Lardaro: 1Q ends on ‘positive’ note

ACCORDING TO HIS MONTHLY CURRENT Conditions Index, University of Rhode Island Economist Leonard Lardaro said the Rhode Island economy ended on a
ACCORDING TO HIS MONTHLY CURRENT Conditions Index, University of Rhode Island Economist Leonard Lardaro said the Rhode Island economy ended on a "positive" note in the first quarter. / COURTESY LEONARD LARDARO

SOUTH KINGSTOWN – The first quarter of 2013 ended on a “positive” note following a weakening start to the year, according to University of Rhode Island economist Leonard Lardaro’s Current Conditions Index, released Monday.
“Hopefully [this] signals that Rhode Island’s slowing pace of economic activity was only short-lived, although we probably won’t know for sure until late summer,” Lardaro said in prepared remarks. “At any rate, this was a fairly good way to begin the third year of this recovery.”

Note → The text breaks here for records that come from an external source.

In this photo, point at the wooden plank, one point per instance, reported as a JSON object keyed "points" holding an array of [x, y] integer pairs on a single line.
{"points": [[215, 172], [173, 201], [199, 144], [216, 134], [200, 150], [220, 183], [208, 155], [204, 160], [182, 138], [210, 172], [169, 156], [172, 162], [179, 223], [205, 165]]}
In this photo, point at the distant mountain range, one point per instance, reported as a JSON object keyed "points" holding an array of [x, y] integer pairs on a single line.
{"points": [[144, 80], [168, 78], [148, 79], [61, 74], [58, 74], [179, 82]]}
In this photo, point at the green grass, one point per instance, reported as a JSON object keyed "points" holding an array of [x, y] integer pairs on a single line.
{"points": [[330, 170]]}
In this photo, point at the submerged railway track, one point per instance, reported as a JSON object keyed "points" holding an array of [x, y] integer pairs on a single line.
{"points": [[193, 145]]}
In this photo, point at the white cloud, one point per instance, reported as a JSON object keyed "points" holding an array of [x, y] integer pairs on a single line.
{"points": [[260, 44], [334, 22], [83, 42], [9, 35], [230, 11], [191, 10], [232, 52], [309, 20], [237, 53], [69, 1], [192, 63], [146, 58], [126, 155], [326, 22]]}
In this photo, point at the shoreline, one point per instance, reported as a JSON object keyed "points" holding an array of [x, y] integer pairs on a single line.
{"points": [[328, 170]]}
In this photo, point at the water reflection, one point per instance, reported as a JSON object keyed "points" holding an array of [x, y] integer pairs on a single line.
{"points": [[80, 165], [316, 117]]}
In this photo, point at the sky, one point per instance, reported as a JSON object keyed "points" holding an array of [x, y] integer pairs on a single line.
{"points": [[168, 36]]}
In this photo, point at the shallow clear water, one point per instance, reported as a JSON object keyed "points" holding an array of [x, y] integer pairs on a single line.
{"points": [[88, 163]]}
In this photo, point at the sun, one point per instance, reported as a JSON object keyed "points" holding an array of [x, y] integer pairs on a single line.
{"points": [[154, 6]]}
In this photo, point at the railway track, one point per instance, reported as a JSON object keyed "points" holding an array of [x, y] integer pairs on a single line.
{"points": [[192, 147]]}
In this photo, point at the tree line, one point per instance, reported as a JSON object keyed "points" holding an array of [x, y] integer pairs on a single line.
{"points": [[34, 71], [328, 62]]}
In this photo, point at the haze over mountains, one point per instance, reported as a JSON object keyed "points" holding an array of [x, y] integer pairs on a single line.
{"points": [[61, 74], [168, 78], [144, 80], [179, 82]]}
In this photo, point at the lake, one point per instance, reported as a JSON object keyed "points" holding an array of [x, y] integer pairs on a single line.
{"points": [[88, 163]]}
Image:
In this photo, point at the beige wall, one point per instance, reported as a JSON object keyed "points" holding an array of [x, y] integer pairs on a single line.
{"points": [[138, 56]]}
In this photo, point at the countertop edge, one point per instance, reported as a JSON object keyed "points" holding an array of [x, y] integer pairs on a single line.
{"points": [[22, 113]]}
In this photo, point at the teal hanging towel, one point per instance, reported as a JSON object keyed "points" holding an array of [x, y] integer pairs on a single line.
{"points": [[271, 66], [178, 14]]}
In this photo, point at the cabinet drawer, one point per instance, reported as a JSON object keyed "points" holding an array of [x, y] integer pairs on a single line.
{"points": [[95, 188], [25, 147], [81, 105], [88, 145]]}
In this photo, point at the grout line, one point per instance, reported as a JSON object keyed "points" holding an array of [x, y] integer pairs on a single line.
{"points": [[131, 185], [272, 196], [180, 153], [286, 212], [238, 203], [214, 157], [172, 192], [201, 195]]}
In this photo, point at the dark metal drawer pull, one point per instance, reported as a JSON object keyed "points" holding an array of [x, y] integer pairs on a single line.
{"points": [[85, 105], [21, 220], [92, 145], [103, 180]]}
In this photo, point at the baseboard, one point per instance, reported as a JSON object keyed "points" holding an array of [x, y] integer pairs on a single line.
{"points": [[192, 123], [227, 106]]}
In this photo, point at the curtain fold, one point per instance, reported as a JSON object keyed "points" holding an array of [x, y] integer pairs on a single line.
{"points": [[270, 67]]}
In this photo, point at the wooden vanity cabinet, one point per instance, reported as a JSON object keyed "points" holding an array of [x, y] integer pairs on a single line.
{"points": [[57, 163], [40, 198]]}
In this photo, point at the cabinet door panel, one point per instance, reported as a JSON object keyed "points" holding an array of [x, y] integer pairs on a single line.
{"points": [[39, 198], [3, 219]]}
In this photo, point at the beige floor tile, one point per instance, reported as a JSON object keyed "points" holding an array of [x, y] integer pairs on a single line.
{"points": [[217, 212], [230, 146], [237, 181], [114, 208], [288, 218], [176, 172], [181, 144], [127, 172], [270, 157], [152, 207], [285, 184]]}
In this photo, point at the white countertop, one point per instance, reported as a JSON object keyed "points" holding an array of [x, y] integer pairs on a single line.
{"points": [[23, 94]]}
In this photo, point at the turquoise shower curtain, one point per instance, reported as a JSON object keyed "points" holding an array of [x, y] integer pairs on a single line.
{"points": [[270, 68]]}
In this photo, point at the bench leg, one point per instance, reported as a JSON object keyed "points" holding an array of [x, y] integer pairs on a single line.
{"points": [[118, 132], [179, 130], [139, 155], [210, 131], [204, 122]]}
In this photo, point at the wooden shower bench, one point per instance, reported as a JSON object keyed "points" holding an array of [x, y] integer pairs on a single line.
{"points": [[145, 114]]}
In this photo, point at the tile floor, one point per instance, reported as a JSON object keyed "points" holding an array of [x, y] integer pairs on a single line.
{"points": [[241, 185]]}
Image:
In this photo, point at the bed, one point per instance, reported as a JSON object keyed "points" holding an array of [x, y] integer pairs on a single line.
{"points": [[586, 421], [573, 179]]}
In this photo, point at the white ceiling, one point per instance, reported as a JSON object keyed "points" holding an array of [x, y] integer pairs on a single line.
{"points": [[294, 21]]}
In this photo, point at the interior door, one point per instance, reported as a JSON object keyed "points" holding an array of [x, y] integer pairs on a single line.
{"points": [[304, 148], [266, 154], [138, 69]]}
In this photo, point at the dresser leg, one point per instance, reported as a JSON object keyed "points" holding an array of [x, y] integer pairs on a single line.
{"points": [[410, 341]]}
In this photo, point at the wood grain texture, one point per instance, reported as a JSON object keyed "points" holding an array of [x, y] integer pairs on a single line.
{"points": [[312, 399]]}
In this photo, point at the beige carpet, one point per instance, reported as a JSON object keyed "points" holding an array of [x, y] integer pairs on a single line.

Lardaro’s CCI puts a figure to the state’s economic performance over a dozen metrics, measuring momentum, not values.
A CCI indicator greater than 50 indicates progress, while a value less than 50 signals setbacks. The CCI for March was 83, up from 67 in February and up from 58 in March 2012.
Lardaro in the CCI for March pointed that both January and February saw CCI declines over the previous months.
“In spite of the monthly fluctuations we witnessed in the first quarter, the CCI did average 75 over that period, a respectable value,” he said. “And while the CCI values for each of the first three months this year might be viewed as somewhat discouraging relative to what we saw in the second half of 2012, all three did manage to exceed their year-earlier values.”
Lardaro said March’s CCI was helped by the retail sales indicator which reversed the loss it experienced in February, showing a 2.4 percent improved value.
Other positive indicators were a 21.8 percent rise in single-unit permits, a 2.9 percent rise in U.S. consumer sentiment, a 26.6 percent decrease in benefit exhaustions, a 4.6 percent increase in employment service jobs, a 2.5 percent increase in total manufacturing hours, a 4.5 percent increase in the manufacturing wage, and a 1.5 percent decrease in the unemployment rate.
Smaller gains were seen in a 0.7 percent increase in private, service-producing employment, and a 0.1 percent improvement value in the labor force.
Negative indicators, however, included a 8.2 percent rise in new unemployment claims.
“New claims, which reflects layoffs, has begun to rise on a year-over-year basis, an unwelcome development,” Lardaro said. “It has also been trending higher on a month basis since the third quarter of last year, which could signal is further lack of improvement in future months.”
There also was a 1 percent loss in government employment.
Lardaro also pointed to caution that Rhode Island’s unemployment rate falling to 9.1 percent in March was “not as significant an indicator of Rhode Island’s momentum as many here seem to believe.”
“Not only is the unemployment rate a lagging economic indicator, its monthly declines from 9.9 percent to 9.1 percent have been accompanied by corresponding decreases in our state’s labor force, reflecting the fact that some of our state’s jobless residents have dropped out of the labor force and no longer counted among the unemployed,” he said.